Friday afternoon, I realized I had a lot of drawing to do on Pomme de Terre before their deadline next Friday, and I remembered that I had to do a site visit to Wheatlands on Thursday. I collapsed in my office chair with the sinking and overwhelming feeling that I was going to have to go into the office this weekend to pull overtime on a project on which I'm supposed to be part time. Occasional overtime isn't so bad, I suppose, but after pulling eight straight months of overtime on Wheatlands last year, I really try to avoid it.
I went home and informed Mile High Guy of the need to work Saturday. "Well, dang," was his reply. "Jeff and I were gonna go snowboarding on Sunday. When do you want to hang out?" I sighed and decided I'd work Sunday instead while he was gone and I'd stay home with him on Saturday.
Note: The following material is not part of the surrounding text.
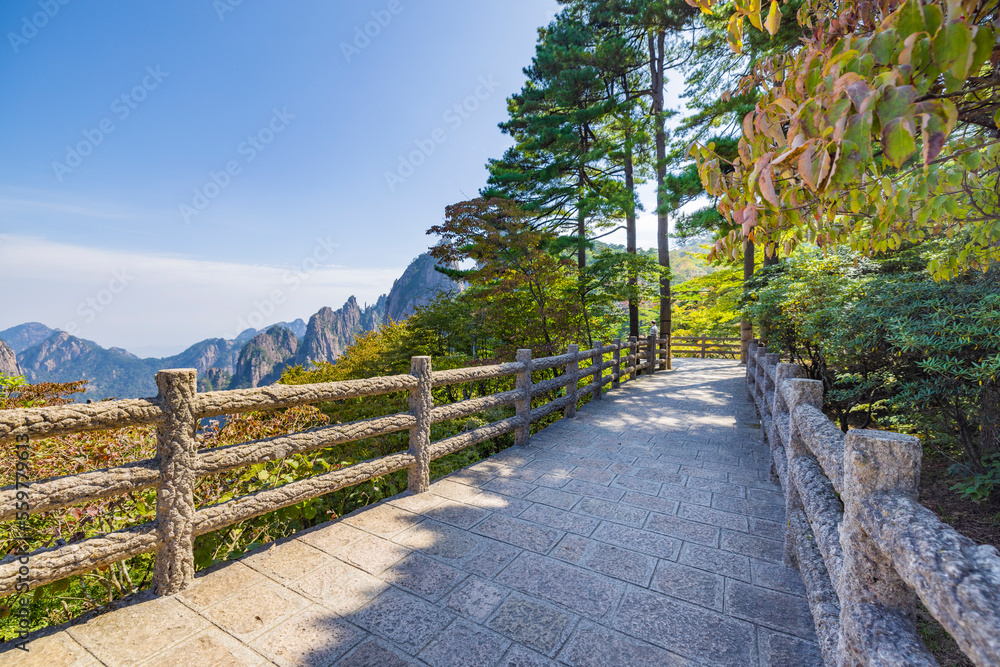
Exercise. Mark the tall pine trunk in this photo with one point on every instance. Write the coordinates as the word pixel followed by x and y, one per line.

Readers, I could not have made a better decision. I stirred early this morning to the orange glow of snowflakes catching the sodium streetlights outside. When it snows around here, the flakes catch and magnify streetlights, which makes it look really bright outside. It muffles the sound of the occasional car driving by, and I feel safe. Just then, my 13-pound cat Maddy hopped up on the bed next to me, curled up, and fell asleep. I followed suit and didn't get out of bed this morning until about 9:30. Evidently, Maddy and I needed the rest.
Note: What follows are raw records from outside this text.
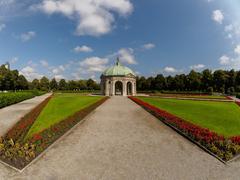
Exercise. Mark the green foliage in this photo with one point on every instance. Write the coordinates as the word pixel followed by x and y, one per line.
pixel 9 98
pixel 16 152
pixel 220 117
pixel 60 107
pixel 11 80
pixel 221 81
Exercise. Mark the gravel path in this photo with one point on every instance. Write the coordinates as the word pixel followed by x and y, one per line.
pixel 120 140
pixel 10 115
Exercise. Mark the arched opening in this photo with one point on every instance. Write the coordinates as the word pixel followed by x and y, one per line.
pixel 129 89
pixel 118 88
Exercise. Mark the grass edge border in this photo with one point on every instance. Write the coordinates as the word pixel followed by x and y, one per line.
pixel 57 140
pixel 190 139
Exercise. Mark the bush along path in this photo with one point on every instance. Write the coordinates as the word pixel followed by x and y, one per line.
pixel 221 147
pixel 18 152
pixel 7 99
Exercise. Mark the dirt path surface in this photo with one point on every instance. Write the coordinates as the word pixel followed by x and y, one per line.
pixel 10 115
pixel 120 140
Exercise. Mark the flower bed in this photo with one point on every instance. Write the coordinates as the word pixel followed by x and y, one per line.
pixel 236 101
pixel 222 147
pixel 10 98
pixel 19 152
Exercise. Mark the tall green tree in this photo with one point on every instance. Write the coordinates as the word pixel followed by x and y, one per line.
pixel 53 84
pixel 44 84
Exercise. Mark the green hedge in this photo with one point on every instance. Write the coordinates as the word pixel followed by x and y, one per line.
pixel 10 98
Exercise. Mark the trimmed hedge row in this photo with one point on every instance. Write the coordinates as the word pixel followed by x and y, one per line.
pixel 10 98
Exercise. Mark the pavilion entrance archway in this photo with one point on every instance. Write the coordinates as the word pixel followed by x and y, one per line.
pixel 129 89
pixel 118 88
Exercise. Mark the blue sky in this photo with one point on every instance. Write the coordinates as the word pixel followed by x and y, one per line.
pixel 75 39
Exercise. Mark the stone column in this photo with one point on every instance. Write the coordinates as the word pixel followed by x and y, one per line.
pixel 106 88
pixel 124 88
pixel 112 88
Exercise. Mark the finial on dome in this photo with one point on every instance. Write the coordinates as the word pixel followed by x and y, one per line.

I should note that I have other interests than architecture. Some architects I know are architecture-crazy: they read architecture and design magazines and books, they only visit places with famous or historical architectural sites, and they even spend their weekends remodeling their houses or, even worse, at the office. I'd rather whack myself in the head with a ball-peen hammer about twenty times than live/eat/breathe/poop architecture; it sounds less painful. For starters, my interests include my two cats, Maddy and Hazel; stand-up and improvisational sketch comedy; and staying in shape, mostly through running and yoga. It's that last bit that's gotten me in need of rest, lately. I get up every morning at 6am and either do yoga and a little weightlifting, or I run about four and half or five miles in 50 minutes. I've been limping and feeling a dreadful, pinching pain deep in my left hip crease whenever I lift that leg for the past few weeks. It got to the point where I had to use my hand to lift my leg into the car or out of bed. My massage therapist diagnosed me with a strained psoas muscle, and my friend Vito said it sounded to him like a pulled groin muscle. I don't know if those are the same thing, but it hurts like hell, and I've had to cut back my running. This makes me a sad panda, for I love running like Tara Reid loves drinking too much Jagermeister and collapsing onto unsuspecting B-list celebrities. In order to burn the same amount of calories that I was burning through running, I've had to start lifting more weights, which in turn makes all my back and arm muscles sore. Between all the aches and pains and the weary state I've been in mentally at work, I've been, shall we say, burned out.
So today was the kind of day I would love to have given Wide Lawns Subservient Worker. I arose to make some coffee and whipped up some sausage and vanilla-nutmeg French toast for Guy and me, and we at breakfast while watching the snow fall in large, white-chocolate flakes. I curled up in the warmest room in the house and caught up on the stack of magazines I'd been neglecting. Maddy curled up on me and snored while Hazel would occasionally stand in the doorway and kvetch that we need more catnip in the TurboScratcher. The TV stayed off. I never even got out of my flannel pajamas and fleece robe, and I never left the house. And neither did Guy.
Tomorrow, I'll go to work and finish a bunch of drawings that make my head spin. But today, I'm at peace.